I've had these alerts from two clusters in two separate datacentres at various times over the last week, which does sound like a network connectivity issue but I would've thought there would be a "host down" message in that case, not a failed login?
If there's no method of obtaining more information from the OCUM logs I'll see if I can get more info from the clusters themselves.
Using the default settings of UM 5.1, in order to produce a host down event/alert the host would need to be down for a significant amount of time. This behavior was changed in UM 5.2 under bug 614983 (no public report at this time).
OnCommand Unified Manager Core uses five different methods to identify if a host is down:
echo_snmp <== default
The default behavior for a host down monitor run is a ping using ICMP echo and then snmpwalk. UM will retry each method a pre-configured number of times with varying timeouts, as seen below.
While the ICMP retries and timeouts have remained the same over the 5.x code line, the SNMP timeouts were increased in UM 5.1 for 7DOT and even more for 5.1 cDOT installations.
Due to changes under bug 614983, if pingMonTimeout is set to less than or equal to 5 seconds, then the SNMP timeout for host down (pingmon) monitoring will be 5 seconds. If the pingMonTimeout is set to a value greater than 5 seconds, then the pingMonTimeout is used as the SNMP timeout. The global MonSNMPTimeout is used for all other SNMP connections. This applies to both 7DOTand cDOT versions of UM 5.2.
Therefore, if a clustered ONTAP controller is down for less than 5 minutes, UM 5.1 will not report it as down as it would not have exceeded the first timeout value for the host down check. If the ping method is changed to to echo or http the node down event is logged.
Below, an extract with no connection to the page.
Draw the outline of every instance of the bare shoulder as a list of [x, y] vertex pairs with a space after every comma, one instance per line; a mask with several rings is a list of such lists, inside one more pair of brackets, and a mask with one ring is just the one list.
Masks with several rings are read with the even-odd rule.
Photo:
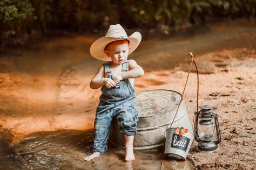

Changing the monSNMPTimeout to the 5.0.x default value of 5 seconds allows UM to determine the host down status with the echo_snmp method. However, it is not recommend that this value be adjusted lower than the default for cDOT UM 5.1 servers as some SNMP transactions can take a few minutes to complete and should not be sent multiple times under 5 minutes.
Thought I would add to this thread as its one of the few that helped me. I had a call open for 3 months with NetApp support on this error, we had set transport to HTTP but that did not resolve the error for us. It was only after adding a 3rd cluster to DFM we saw the new cluster error once and then no further Host Login Errors from the new cluster yet both original clusters were erroring 20 - 30 times a day.
Yesterday I removed one of the clusters from DFM, carried out a purge on DFM and added it back in and the Host Login Errors have stopped for that cluster.
I have informed NetApp and they want me to hold off removing and re-adding the last of the erroring clusters so they can get some information out of the system.
Hopefully this will help others too if they still have issues.